Circling back to Shelbys, Superformance decided to manufacture and sell a continuation version of the Cobra Daytona Coupe to complement their existing line of 289 and 427 Cobra replicas and continuation cars. Superformance hired Peter Brock and Bob Negstad (chassis designer of the original GT40 program) to refine the original design, providing even more original Shelby DNA. Peter and Bob got to revisit the car without their 1964 limitations of starting with the existing 289 Cobra chassis and a 90-day design deadline. Once Superformance completed a licensing deal with Shelby American, the Daytonas began receiving the prestigious CSX9000 series chassis numbers as well as many upgrades above and beyond the first-generation cars, some of which were more innovations from Peter Brock.

Photography by TED7

Superformance has now produced almost 200 Shelby CSX9000 series continuation Daytona Coupes. The cars are shipped from the factory as complete “rollers.” (Customers worldwide get to choose their own engine and transmission to complete the cars.)

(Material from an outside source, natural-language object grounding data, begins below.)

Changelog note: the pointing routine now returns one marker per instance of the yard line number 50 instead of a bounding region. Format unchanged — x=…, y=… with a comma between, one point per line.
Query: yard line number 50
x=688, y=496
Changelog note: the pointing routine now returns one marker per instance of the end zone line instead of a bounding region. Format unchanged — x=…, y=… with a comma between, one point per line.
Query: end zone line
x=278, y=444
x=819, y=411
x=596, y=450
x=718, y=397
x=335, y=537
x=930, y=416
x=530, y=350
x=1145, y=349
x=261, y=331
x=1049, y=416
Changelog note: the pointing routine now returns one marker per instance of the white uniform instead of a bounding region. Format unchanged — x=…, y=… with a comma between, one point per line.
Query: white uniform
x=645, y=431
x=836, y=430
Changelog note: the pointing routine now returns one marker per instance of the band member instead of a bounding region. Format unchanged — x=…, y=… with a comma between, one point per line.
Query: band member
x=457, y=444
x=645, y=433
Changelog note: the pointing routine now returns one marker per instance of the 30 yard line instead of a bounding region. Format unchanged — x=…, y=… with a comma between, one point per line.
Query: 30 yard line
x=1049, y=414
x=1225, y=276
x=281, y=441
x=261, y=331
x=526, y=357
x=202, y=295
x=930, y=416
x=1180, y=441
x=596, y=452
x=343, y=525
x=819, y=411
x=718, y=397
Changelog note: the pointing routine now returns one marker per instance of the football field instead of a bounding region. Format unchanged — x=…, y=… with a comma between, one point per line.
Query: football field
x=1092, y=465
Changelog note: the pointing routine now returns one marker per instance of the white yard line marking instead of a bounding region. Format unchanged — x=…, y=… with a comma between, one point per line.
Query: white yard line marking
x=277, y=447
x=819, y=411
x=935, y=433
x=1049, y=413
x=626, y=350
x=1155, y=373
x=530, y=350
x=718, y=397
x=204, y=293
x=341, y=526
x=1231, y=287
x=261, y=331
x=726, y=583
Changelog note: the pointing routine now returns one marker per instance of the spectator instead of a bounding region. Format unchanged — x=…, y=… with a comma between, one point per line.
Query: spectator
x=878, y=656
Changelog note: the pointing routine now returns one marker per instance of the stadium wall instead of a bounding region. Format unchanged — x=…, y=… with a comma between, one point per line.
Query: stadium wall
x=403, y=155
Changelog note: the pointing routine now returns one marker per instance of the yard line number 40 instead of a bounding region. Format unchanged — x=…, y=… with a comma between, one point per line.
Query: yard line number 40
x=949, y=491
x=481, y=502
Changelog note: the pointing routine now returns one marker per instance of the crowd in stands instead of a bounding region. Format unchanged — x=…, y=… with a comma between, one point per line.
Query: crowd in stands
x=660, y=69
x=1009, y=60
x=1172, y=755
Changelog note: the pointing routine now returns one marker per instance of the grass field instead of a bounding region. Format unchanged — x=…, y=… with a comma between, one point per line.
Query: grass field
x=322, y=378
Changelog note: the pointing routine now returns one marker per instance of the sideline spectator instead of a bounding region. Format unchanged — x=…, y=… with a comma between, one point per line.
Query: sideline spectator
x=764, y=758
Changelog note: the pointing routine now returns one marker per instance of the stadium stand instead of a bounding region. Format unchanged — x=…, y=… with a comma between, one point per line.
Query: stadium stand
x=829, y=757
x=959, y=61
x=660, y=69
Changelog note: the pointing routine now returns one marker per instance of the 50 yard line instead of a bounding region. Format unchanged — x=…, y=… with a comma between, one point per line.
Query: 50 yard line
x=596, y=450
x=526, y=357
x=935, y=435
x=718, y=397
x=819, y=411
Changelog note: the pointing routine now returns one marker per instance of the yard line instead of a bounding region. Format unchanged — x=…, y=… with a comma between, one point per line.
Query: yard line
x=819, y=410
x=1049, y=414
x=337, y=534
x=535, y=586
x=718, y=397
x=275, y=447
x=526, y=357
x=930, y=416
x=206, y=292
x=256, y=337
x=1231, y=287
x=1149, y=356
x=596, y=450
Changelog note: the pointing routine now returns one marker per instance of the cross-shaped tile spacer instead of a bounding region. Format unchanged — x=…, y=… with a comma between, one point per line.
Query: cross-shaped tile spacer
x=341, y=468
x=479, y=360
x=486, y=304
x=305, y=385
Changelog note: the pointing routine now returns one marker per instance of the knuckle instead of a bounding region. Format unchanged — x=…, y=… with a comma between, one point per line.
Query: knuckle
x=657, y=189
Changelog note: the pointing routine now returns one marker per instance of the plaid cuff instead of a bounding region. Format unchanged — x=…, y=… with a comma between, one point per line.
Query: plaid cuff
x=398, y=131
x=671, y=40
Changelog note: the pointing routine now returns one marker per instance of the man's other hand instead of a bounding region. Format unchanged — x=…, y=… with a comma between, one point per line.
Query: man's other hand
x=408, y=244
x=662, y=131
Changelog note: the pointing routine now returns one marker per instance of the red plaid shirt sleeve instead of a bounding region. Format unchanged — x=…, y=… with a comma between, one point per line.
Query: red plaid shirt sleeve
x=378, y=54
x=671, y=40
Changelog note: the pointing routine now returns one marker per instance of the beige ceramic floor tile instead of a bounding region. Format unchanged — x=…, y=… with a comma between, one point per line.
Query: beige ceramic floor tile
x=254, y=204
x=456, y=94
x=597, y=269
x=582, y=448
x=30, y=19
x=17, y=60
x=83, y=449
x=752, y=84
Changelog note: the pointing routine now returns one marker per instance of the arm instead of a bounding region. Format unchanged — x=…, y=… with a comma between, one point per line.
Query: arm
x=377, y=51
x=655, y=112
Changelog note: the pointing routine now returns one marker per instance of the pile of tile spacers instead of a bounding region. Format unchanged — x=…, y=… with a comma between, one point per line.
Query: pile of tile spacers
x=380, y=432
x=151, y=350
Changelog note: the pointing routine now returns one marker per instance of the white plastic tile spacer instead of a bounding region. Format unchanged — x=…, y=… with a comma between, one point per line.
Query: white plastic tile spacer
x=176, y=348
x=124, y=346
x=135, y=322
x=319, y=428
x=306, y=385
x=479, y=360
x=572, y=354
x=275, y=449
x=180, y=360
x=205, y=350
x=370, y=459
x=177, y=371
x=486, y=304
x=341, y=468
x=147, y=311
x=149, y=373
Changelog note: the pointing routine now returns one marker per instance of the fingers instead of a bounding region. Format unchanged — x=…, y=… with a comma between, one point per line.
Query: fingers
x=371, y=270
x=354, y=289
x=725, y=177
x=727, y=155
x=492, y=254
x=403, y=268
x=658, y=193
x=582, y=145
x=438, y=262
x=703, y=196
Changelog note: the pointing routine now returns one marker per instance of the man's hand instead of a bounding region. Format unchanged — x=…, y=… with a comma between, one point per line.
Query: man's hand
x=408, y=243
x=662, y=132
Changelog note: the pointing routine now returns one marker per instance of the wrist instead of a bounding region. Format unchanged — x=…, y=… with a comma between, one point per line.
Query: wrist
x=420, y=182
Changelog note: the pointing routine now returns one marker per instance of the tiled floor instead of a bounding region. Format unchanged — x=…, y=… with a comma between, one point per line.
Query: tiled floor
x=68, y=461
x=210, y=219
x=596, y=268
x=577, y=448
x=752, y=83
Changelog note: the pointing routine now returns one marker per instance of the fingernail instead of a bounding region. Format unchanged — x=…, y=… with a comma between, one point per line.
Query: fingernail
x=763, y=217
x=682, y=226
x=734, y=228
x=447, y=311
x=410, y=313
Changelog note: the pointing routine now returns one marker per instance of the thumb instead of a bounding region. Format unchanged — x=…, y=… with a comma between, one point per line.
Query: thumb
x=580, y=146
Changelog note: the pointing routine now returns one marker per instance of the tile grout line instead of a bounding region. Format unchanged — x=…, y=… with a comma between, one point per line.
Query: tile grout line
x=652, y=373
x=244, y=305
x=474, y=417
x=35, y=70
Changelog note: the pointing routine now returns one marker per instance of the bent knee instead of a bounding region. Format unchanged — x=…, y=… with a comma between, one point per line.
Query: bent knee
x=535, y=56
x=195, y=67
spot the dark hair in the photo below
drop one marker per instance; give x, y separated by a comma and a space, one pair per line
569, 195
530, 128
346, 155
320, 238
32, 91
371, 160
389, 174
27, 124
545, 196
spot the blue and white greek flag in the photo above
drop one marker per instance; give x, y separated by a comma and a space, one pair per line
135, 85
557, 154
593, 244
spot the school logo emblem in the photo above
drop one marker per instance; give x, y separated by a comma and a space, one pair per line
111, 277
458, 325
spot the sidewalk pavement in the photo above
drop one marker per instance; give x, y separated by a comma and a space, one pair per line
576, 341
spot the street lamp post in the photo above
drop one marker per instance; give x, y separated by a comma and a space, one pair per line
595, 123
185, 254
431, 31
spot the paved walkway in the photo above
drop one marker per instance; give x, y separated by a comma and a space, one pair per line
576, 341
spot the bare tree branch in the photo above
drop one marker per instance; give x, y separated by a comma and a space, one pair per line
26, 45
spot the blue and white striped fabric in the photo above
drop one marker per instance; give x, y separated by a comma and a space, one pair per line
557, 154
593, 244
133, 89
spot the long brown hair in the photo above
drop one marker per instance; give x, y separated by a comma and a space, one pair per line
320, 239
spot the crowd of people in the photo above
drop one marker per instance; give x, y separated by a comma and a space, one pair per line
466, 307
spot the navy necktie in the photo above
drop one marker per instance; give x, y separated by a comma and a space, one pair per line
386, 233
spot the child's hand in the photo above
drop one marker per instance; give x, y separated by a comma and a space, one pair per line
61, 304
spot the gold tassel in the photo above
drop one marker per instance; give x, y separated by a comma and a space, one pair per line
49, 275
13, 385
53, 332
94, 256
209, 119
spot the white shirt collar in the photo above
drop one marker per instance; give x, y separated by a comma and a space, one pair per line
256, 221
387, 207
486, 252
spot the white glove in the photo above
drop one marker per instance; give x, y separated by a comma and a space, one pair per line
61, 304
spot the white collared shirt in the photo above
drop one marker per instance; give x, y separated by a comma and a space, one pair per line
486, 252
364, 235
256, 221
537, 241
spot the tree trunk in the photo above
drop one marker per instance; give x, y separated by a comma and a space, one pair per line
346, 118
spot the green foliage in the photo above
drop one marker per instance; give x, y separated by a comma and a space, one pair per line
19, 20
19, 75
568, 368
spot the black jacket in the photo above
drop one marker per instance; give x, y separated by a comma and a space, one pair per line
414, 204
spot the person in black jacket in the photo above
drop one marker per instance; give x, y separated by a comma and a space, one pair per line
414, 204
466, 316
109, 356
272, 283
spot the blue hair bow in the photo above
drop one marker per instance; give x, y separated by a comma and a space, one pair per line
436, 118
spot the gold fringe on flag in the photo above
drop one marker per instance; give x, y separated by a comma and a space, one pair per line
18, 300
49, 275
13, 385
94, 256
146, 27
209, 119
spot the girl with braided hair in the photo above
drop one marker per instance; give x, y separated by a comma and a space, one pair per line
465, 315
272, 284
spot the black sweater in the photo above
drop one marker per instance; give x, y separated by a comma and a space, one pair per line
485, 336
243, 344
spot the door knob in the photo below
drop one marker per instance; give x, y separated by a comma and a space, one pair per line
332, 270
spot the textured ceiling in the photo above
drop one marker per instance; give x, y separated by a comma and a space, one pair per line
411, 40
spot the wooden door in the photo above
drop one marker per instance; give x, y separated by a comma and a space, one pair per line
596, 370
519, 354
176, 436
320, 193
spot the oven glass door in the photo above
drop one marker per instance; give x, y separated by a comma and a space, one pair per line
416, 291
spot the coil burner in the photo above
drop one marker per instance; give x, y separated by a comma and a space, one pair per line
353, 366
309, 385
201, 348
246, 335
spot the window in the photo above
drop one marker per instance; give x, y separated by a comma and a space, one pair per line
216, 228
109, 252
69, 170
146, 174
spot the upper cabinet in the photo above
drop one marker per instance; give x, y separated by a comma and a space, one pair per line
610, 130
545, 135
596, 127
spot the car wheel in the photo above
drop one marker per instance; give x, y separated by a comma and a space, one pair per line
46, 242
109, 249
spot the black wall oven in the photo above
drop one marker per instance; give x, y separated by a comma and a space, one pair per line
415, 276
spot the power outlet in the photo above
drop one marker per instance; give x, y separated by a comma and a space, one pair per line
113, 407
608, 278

The chassis design is a work of art in its own right. In a Road & Track test in March 2006, the Daytona recorded a skidpad lateral acceleration of 1.07g and a slalom course speed of 76.6 mph – modern supercar territory. With a small-block Ford pushrod engine (a 351 Windsor stroker motor is the most popular choice), a Daytona Coupe can easily make over 500 HP in a very streetable car capable of 0-60 mph times in the 3.5-second range. Power windows and air conditioning are standard equipment. You can literally drive the car cross country, and then go do a track day and impress (and possibly embarrass) people driving much more modern and expensive cars.